State Department Deputy Spokesperson Mark Toner said Monday that the allegations are factually inaccurate and that Kennedy's conversations were an attempt to understand the FBI's process for releasing certain information to the public via Freedom of Information Act (FOIA) requests.
"Classification is an art, not a science, and individuals with classification authority sometimes have different views," Mr. Toner said, as The Hill reported. "There can be applicable FOIA exemptions that are based on both classified and unclassified rules. We have an obligation to ensure determinations as they relate to classification are made appropriately."
In a statement to CBS News, the FBI explained that the request to "re-review" one classified email was unrelated to the FBI's pending request for additional space for personnel abroad.
"The classification of the email was not changed, and it remains classified today," the FBI statement added. "Although there was never a quid pro quo, these allegations were nonetheless referred to the appropriate officials for review."
The FBI announced in July that Clinton would not be prosecuted for her handling of classified information in emails on a private server. That was perhaps the climax of a political saga The Christian Science Monitor's Peter Grier has described as "destined to last as long as the Broadway run of 'Cats.'"
But it does not mean the former first lady has escaped the controversy unscathed, as Mr. Grier wrote:
That’s because FBI evidence disproves some of the key statements Clinton has made in her own defense. Most important, the agency found that 110 of Clinton’s emails were marked as “classified” when they were sent or received. Clinton has long said that she never knowingly handled secrets on her private system.
During a press call Monday morning, Clinton's campaign manager Robby Mook shrugged off the new allegation, as Politico reported.
"It's very well known that there were disputes between the State Department and other agencies about classification," Mr. Mook said. "It's not unusual."
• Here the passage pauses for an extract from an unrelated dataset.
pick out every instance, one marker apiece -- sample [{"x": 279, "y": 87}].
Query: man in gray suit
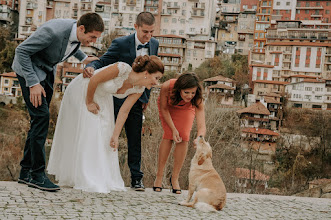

In another FBI interview documented in Monday's release, an unnamed official accuses the State Department of peddling "an agenda which involves minimizing the classified nature" of Clinton's emails to protect her interests and those of the department.
House Speaker Paul Ryan, (R) of Wisc., released a statement again denouncing Clinton's handling of classified information and suggesting that James Clapper, the director of national intelligence (DNI), should have taken action against Clinton.
"This is exactly why I called on DNI Clapper to deny her access to classified information," Rep. Ryan said. "Moreover, a senior State Department official's attempt to pressure the FBI to hide the extent of this mishandling bears all the signs of a cover-up. This is why our aggressive oversight work in the House is so important, and it will continue."